Unfortunately, this is how conventional wisdom is molded. A badly flawed study leads to an even more flawed New York Times article. Readers read it and say "Wow, it's dangerous for me to own a gun" — or "Since guns endanger even their owners, there's really no reason to keep them legal." Precisely because the study seems so authoritative, so scientific, it's likely to be influential, even when it's misdesigned and misreported. And this is especially so when these flaws are repeated in study after study, as they have routinely been in the gun debate. Bad social science leads to bad legal policy.
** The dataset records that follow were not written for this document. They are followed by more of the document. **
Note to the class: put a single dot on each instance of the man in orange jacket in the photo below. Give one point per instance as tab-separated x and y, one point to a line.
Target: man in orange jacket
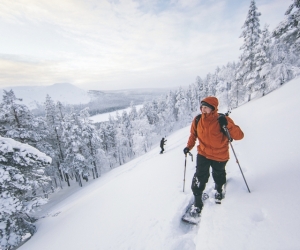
213	149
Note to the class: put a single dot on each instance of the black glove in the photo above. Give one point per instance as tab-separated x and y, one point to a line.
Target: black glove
222	121
186	150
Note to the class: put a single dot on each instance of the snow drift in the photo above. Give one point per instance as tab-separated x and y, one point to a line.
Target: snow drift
138	205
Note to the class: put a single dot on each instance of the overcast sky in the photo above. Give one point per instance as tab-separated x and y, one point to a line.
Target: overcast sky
120	44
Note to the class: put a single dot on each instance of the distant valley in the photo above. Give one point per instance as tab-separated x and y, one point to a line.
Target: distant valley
96	100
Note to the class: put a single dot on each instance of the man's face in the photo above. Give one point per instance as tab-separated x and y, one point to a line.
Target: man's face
205	109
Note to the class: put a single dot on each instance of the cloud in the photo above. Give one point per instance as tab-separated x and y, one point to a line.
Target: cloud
119	43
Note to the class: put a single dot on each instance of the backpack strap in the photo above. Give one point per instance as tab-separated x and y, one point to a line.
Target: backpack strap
198	117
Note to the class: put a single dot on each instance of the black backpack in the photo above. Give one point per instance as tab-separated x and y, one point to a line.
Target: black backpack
197	119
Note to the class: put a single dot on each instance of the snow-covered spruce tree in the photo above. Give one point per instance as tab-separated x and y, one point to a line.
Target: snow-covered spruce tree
263	61
193	97
124	139
289	29
182	107
92	143
54	137
246	74
16	120
201	88
284	63
74	163
108	135
22	178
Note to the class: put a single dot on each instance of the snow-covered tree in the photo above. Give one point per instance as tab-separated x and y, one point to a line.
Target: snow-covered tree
91	144
22	181
250	34
17	121
263	61
289	29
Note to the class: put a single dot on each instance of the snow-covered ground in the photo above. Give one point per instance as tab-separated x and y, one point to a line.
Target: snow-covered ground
105	117
138	205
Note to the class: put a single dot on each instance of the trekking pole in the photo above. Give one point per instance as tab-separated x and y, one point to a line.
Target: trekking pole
237	161
185	168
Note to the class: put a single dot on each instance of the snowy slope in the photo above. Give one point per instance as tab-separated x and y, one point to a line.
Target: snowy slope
138	205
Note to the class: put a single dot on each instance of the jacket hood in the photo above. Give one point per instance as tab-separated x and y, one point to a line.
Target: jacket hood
213	101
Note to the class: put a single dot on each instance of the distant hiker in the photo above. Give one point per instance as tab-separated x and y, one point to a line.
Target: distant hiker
162	143
213	149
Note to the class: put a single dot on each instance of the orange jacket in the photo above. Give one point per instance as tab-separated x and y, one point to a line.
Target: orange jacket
213	144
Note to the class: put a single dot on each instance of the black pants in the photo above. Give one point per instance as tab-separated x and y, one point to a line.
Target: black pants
202	174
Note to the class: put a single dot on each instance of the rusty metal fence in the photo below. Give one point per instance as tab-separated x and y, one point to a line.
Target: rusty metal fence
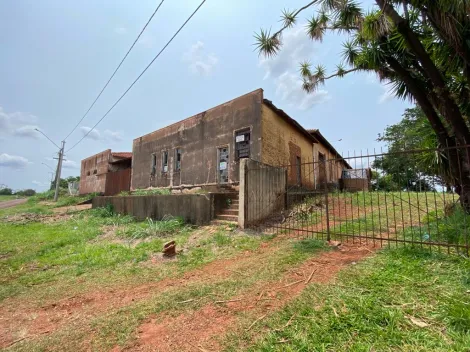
402	198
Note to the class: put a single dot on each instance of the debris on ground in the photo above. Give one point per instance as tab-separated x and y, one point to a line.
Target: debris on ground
169	249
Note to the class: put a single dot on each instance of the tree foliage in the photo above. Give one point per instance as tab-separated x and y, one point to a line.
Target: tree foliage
420	47
418	171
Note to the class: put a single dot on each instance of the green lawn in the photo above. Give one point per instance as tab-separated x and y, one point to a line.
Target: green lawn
395	300
5	198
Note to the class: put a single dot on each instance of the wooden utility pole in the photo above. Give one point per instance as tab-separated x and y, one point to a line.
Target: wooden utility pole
59	169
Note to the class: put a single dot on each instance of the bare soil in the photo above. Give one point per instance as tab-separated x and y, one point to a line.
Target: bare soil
202	329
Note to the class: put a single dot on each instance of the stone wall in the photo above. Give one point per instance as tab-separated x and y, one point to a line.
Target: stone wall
262	191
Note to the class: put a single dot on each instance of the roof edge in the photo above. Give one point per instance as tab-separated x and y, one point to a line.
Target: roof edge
192	116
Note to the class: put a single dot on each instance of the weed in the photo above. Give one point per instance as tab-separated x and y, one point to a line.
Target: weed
152	228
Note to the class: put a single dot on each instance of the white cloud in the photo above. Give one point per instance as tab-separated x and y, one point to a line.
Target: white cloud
18	124
114	136
27	131
107	135
120	30
289	89
13	161
200	62
283	69
69	164
387	95
94	134
66	163
146	40
39	183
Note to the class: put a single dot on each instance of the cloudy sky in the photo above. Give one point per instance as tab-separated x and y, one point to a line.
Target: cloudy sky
57	55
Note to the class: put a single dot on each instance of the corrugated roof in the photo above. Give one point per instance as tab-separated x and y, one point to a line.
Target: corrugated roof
289	120
125	155
321	139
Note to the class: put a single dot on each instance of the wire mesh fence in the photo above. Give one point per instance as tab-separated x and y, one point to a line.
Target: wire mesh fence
403	198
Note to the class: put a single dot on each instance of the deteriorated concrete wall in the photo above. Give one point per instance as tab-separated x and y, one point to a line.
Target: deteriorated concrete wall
198	138
262	192
196	209
282	143
333	169
93	173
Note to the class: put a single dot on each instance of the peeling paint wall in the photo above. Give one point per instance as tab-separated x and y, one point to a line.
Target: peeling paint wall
282	143
198	138
93	173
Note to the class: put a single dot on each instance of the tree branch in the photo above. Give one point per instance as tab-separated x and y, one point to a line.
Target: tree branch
342	74
452	112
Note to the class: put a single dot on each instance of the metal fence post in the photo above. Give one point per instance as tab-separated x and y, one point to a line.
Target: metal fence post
328	235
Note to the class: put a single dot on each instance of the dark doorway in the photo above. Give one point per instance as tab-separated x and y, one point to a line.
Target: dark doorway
222	165
298	167
321	168
242	144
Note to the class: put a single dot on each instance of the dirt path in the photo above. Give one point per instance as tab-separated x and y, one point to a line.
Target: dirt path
12	203
22	320
202	329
Finally, the study concludes with a recommendation to the medical profession: Physicians should "discuss with all patients" "the consequences of having access to guns." But "discussions" are only helpful if the physician actually knows what he's talking about. Many physicians have little personal knowledge about guns, and haven't read the rebuttals to these studies. If they start spreading this erroneous information to their patients, the results won't be good either for the patients or for the reputation of the medical profession.

Eugene Volokh teaches First Amendment law at UCLA School of Law.